What many of us take for granted -- a driver’s license – is out of reach for Martinez. At 22, she relies on her father and friends for a ride to and from work.

Martinez was 4 years old when she and her parents illegally crossed the U.S.-Mexico border and eventually settled in Lincoln.

Nebraska is now the only state in the Union that denies driver’s licenses to immigrants who qualify to remain in the country, at least temporarily, under the Deferred Action for Childhood Arrivals (DACA) rule enacted in June 2012.

On Wednesday, Senator Jeremy Nordquist, of Omaha, continued his push to get the state to issue licenses to hundreds of young immigrants who arrived illegally in the United States but who have been given a reprieve by the Obama administration from deportation.

Some of these young immigrants called “Dreamers” shared their life stories Wednesday during a press event in Lincoln, hoping to put a face on a brewing controversy in the Cornhusker State over illegal immigration.

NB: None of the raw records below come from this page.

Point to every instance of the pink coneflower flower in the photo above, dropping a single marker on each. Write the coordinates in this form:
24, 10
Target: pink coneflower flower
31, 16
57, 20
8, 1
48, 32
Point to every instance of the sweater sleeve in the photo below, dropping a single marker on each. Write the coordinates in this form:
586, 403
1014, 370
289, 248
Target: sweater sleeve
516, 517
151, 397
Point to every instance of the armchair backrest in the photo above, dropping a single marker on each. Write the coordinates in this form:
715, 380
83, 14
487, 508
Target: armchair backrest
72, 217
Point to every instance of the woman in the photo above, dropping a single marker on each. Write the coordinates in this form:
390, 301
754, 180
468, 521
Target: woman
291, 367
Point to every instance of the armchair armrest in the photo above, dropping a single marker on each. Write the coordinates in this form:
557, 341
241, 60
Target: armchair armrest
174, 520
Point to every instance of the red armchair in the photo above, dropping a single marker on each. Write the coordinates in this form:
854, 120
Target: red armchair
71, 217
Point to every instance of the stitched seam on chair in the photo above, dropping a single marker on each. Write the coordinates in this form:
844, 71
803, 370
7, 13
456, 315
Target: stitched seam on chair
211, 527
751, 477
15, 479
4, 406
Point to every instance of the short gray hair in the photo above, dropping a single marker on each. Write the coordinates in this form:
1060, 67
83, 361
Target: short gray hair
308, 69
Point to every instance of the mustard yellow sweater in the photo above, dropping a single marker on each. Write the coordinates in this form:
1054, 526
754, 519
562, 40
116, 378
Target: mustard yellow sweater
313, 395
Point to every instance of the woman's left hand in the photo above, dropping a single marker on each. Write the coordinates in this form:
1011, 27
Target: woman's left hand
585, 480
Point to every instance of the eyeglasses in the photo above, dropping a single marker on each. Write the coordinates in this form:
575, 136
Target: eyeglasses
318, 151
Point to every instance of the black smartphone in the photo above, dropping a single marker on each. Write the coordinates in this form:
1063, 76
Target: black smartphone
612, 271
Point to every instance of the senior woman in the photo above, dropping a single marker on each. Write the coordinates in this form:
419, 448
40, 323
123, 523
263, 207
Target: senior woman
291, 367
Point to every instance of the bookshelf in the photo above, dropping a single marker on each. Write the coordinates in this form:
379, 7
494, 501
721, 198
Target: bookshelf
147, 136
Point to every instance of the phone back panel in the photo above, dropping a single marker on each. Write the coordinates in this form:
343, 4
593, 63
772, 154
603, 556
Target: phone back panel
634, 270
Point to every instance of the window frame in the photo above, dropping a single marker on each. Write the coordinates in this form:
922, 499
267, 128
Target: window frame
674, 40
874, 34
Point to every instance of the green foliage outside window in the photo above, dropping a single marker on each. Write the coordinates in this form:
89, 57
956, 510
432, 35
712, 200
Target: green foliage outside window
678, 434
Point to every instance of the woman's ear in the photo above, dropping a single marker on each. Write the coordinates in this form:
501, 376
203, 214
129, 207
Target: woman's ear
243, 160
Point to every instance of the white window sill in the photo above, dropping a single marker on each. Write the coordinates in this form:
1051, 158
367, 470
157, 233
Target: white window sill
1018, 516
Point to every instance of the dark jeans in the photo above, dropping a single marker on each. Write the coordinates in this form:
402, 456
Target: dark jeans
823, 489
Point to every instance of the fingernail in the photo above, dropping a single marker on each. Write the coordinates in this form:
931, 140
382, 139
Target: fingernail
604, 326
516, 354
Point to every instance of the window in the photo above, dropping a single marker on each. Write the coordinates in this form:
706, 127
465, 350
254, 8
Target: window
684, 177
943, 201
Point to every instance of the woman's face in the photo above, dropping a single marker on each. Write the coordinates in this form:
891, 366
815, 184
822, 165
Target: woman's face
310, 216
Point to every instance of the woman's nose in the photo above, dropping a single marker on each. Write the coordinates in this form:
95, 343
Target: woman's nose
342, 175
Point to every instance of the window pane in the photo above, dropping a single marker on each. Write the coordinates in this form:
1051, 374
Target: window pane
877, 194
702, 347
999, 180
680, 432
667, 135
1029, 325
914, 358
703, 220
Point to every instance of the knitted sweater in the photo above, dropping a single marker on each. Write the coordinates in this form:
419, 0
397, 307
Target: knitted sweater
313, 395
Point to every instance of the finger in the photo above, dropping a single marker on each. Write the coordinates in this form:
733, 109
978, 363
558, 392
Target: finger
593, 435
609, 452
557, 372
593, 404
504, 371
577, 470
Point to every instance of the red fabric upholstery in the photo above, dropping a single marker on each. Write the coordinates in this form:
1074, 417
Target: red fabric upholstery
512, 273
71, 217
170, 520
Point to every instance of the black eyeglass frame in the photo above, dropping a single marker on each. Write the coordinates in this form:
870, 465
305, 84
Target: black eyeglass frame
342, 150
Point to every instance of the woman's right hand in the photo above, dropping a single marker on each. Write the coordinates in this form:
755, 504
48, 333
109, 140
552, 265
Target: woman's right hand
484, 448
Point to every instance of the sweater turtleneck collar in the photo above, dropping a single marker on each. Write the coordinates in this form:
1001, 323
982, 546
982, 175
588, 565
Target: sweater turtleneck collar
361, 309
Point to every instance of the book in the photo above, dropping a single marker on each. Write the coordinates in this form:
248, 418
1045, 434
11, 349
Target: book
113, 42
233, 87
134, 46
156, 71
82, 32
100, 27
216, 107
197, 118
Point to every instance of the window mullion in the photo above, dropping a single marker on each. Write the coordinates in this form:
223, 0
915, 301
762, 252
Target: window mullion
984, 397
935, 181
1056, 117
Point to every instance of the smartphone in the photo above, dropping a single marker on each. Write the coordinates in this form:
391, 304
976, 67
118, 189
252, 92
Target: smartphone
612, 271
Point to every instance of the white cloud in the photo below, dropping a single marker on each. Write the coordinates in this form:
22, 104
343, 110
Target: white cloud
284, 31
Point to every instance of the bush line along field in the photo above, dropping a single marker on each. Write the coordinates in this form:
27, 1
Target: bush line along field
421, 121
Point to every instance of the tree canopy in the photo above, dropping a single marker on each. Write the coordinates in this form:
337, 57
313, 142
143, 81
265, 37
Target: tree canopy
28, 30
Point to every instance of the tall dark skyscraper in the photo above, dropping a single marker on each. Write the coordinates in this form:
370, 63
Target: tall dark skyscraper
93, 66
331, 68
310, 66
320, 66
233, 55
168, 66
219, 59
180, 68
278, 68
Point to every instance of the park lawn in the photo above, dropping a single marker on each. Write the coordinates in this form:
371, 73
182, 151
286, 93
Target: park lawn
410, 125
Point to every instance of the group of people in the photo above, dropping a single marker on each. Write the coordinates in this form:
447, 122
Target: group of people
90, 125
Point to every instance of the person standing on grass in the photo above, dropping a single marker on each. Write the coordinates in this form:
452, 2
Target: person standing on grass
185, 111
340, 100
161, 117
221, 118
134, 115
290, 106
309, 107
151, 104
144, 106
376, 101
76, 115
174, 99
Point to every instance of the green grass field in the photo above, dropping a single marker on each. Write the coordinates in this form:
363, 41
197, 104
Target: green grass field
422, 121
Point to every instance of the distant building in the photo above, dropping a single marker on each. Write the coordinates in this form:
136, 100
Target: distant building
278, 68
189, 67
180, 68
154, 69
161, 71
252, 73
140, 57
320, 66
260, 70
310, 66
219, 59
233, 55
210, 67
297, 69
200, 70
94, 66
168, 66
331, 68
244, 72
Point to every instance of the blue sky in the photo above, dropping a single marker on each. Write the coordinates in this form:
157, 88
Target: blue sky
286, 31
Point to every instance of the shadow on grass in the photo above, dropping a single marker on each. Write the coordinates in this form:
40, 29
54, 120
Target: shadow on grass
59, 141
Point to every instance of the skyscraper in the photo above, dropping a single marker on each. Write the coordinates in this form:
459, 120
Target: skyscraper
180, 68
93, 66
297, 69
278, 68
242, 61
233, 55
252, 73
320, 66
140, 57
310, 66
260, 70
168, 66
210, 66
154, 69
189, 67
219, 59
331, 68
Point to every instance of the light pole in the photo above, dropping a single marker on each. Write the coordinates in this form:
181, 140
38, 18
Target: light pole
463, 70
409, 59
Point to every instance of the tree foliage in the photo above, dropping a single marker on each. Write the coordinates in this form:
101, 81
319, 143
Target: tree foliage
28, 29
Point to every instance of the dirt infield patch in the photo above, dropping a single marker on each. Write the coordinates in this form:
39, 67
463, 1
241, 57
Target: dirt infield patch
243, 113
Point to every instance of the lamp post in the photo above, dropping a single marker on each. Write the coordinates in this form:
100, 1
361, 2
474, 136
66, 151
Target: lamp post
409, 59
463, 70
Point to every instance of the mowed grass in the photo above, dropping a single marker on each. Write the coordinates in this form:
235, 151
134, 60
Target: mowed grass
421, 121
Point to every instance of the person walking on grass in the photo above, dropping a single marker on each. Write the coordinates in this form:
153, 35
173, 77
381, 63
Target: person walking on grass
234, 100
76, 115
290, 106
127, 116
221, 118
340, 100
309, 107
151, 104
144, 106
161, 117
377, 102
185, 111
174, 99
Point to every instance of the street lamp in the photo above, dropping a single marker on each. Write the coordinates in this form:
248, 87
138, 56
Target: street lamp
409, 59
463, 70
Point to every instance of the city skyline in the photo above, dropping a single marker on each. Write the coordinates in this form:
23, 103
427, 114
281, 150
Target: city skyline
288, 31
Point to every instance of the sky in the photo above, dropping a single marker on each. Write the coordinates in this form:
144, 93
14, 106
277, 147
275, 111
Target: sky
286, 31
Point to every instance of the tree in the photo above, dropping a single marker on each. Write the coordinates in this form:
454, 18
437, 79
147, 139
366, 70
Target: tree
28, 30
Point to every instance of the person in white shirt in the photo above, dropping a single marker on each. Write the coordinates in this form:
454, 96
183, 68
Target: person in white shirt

Nordquist has been leading the push to pass legislation that would require the state Department of Motor Vehicles to issue licenses to immigrants who qualify to remain in this country under DACA.

“I certainly think the administration has the ability right now to make the decision to provide drivers licenses to DACA youth in our state,” Nordquist said in an interview.

Governor Dave Heineman has disagreed with that assessment and has called for tighter controls at the country’s borders.

The issue has become a talking point in the governor’s race, with Republican candidate Pete Ricketts and Democrat Chuck Hassebrook sharply divided over how to overhaul immigration policy. They also differ on whether DACA immigrants should be granted driver’s licenses.

"DACA recipients are a major boost to our state right now and they're going to be a boost for our state for generations to come,” Nordquist said Wednesday. “We're Investing in them as taxpayers were investing in their future and education...and the positive impact of it they're having in our community are tremendous."

Earlier this year, a federal court threw out Arizona’s restrictions. However, a Nebraska judge threw out a challenge to the state’s rules, while another case has been transferred to federal court.

More than 2,300 young immigrants in Nebraska have been granted temporary residency under DACA, allowing them to go to school and work in this country.

“They give you a Social Security (number), and they give you the right to work, and they give you the right to supposedly establish yourself,” Martinez said.

But it does not guarantee driver’s licenses.

Tania Moreno, who also arrived illegally in the United States as a child, lamented the challenges.

“You not only deny us a (license), you also deny all of us the opportunity that comes with it. It’s a daily necessity that affects us in our daily life.”